Radiology Into Action Case 2 – How to Recognise and Manage Pleural Effusion on a Chest X-Ray

Welcome to Case 2 in our Radiology Into Action series – designed to help medical students and resident doctors approach common acute presentations encountered whilst on-call, with a focus on practical radiology interpretation and clinical decision-making. New cases are released regularly, so check back as the series continues to grow.

If you missed Case 1, you can find it here.

Radiology Into Action: Case 2

Imagine yourself as an F1 doctor covering the medical wards overnight in a busy tertiary hospital.

You are bleeped by the nursing team to review a chest x-ray for a middle-aged man who presents with worsening breathlessness (worse when lying flat) and leg swelling.

What do you do?

Step 1: Interpret

In this PA chest x-ray we can see:

  • Blunting of costophrenic angles bilaterally indicating bilateral pleural effusions.

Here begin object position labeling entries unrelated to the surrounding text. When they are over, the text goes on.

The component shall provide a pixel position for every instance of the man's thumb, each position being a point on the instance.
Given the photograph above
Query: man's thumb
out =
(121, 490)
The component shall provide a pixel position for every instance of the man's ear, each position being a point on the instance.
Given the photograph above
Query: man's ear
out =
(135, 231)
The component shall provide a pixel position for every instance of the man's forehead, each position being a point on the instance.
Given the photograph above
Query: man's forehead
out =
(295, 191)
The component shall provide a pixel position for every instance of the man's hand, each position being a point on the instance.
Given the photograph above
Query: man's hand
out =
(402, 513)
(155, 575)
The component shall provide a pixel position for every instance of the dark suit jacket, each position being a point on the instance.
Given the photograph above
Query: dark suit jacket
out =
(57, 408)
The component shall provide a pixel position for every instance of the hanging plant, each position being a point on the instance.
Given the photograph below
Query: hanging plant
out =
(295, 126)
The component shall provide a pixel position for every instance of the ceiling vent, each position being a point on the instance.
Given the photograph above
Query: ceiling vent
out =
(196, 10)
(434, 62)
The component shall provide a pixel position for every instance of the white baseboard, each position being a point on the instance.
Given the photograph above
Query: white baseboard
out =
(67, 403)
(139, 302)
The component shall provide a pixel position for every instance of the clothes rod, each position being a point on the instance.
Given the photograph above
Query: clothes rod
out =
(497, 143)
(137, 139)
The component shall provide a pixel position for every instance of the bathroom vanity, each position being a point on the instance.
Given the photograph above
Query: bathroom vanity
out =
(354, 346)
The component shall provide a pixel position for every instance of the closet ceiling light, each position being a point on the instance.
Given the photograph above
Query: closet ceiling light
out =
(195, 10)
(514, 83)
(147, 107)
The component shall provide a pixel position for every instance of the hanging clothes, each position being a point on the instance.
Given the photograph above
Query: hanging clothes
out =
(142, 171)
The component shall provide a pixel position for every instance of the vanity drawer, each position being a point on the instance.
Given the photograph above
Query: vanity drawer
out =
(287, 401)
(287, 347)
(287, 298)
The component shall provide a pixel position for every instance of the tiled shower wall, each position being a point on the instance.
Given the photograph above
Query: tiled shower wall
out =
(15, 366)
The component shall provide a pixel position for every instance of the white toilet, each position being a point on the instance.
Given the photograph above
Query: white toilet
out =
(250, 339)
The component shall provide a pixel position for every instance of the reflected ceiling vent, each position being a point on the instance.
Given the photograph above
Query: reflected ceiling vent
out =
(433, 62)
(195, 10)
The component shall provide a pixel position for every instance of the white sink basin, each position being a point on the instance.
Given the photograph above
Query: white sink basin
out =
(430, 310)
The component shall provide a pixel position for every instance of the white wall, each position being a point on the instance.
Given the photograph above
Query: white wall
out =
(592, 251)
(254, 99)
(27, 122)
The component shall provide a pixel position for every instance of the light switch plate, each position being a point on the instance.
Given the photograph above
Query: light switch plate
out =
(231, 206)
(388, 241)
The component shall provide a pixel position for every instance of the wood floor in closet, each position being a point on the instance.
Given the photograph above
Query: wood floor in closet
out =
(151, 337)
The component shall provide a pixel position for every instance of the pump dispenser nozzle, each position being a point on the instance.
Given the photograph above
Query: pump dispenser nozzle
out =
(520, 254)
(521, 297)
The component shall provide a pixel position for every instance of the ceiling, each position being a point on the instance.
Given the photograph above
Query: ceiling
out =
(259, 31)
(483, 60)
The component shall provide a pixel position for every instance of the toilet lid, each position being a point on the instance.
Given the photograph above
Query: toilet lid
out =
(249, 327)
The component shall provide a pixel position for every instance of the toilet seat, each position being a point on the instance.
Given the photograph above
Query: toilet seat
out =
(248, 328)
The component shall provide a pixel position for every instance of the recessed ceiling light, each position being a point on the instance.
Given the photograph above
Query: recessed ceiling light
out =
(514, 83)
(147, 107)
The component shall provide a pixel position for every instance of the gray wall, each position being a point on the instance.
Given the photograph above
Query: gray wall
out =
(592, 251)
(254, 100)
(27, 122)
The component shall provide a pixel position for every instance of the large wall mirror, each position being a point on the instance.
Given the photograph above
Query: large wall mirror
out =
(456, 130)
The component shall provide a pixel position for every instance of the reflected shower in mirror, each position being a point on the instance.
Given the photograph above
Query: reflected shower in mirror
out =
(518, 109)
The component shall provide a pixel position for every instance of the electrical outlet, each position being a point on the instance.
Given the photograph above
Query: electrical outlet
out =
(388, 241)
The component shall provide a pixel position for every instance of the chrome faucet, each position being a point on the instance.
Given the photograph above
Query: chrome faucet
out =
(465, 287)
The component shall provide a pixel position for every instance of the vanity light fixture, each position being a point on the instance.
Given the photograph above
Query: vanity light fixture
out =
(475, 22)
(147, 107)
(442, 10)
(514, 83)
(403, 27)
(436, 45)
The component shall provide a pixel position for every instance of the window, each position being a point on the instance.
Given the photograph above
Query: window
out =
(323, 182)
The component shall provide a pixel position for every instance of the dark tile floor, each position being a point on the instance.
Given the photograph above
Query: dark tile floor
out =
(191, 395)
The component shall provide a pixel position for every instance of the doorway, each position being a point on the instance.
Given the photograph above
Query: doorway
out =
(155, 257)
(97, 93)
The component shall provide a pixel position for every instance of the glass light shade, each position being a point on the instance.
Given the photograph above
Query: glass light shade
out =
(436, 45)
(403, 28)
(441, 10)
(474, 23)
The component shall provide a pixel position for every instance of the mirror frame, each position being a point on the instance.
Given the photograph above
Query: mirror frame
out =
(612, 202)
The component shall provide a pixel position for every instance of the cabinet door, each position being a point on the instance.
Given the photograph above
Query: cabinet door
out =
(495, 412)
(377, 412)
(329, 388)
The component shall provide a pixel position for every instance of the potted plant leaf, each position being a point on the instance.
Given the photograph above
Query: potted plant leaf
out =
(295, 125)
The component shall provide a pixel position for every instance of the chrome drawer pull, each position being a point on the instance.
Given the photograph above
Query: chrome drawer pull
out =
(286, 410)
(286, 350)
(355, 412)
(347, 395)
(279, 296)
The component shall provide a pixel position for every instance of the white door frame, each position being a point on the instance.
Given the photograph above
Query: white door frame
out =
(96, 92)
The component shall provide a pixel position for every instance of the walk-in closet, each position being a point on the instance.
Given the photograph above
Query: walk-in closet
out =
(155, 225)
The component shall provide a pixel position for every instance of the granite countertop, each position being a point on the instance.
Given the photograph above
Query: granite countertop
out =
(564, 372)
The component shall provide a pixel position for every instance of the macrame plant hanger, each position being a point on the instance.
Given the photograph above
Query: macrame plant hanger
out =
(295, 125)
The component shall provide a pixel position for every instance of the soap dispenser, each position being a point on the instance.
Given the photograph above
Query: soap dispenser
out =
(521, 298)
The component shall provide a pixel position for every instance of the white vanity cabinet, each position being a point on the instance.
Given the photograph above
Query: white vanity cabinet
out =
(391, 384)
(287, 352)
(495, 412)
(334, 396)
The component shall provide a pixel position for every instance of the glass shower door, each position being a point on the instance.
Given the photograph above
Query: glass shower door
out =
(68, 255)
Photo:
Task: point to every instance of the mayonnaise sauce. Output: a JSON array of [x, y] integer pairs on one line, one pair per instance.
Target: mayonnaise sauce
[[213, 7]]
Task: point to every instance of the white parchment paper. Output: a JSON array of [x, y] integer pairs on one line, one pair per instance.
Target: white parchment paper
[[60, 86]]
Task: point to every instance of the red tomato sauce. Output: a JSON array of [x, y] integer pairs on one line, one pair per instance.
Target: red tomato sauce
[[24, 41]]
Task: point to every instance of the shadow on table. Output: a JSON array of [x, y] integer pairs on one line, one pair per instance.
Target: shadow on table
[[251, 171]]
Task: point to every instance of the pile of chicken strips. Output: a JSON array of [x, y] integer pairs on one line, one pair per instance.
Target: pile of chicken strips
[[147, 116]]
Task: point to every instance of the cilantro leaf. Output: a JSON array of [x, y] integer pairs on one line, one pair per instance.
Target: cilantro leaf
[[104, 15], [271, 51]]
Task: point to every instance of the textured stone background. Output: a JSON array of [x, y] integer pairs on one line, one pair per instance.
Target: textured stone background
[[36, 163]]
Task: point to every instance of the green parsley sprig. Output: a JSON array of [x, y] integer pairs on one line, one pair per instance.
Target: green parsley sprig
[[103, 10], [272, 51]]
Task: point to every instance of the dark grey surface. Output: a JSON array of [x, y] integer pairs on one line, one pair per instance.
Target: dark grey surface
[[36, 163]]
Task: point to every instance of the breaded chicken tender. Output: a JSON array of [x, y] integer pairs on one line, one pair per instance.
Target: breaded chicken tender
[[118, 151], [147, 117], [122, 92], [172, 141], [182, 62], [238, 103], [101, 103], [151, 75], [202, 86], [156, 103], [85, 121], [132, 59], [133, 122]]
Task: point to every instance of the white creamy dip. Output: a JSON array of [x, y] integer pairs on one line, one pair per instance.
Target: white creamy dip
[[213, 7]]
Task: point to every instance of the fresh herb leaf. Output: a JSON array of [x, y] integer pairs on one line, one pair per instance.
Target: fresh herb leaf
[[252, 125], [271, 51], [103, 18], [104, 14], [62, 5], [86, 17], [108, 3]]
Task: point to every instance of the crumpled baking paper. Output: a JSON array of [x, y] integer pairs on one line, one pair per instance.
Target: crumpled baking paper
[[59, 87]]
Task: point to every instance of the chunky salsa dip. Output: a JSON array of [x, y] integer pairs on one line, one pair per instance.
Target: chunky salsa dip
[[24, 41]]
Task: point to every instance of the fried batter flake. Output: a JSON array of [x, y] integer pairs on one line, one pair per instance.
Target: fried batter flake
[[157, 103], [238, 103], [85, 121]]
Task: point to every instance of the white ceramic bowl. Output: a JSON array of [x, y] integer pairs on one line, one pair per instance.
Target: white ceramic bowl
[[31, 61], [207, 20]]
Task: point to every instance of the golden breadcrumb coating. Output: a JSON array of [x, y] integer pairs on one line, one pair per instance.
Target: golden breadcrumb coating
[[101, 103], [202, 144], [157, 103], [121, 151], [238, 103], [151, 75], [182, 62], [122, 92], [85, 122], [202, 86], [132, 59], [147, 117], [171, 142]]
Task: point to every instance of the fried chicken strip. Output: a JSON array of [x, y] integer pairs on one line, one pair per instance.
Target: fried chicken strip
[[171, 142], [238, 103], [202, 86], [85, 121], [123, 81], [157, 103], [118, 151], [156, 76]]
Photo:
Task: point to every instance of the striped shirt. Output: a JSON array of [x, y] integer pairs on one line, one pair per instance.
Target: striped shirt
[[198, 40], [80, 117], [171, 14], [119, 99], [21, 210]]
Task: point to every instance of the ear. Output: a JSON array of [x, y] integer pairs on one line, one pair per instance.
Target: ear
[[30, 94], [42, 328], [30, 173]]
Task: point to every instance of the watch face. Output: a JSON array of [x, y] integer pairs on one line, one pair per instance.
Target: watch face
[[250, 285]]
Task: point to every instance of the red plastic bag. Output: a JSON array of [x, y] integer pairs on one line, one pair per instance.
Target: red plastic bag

Classically, in heart failure there is more fluid accumulation in the right lung base.
  • Cardiothoracic ratio > 0.5 indicating cardiomegaly
  • Prominent upper lobe vessels due to pulmonary venous hypertension secondary to raised left atrial pressure

Other expected signs in congestive heart failure include: alveolar oedema (presenting as ‘bat-wing opacities’ in the perihilar region) and kerley B lines (peripheral horizontal lines due to thickened interlobular septa).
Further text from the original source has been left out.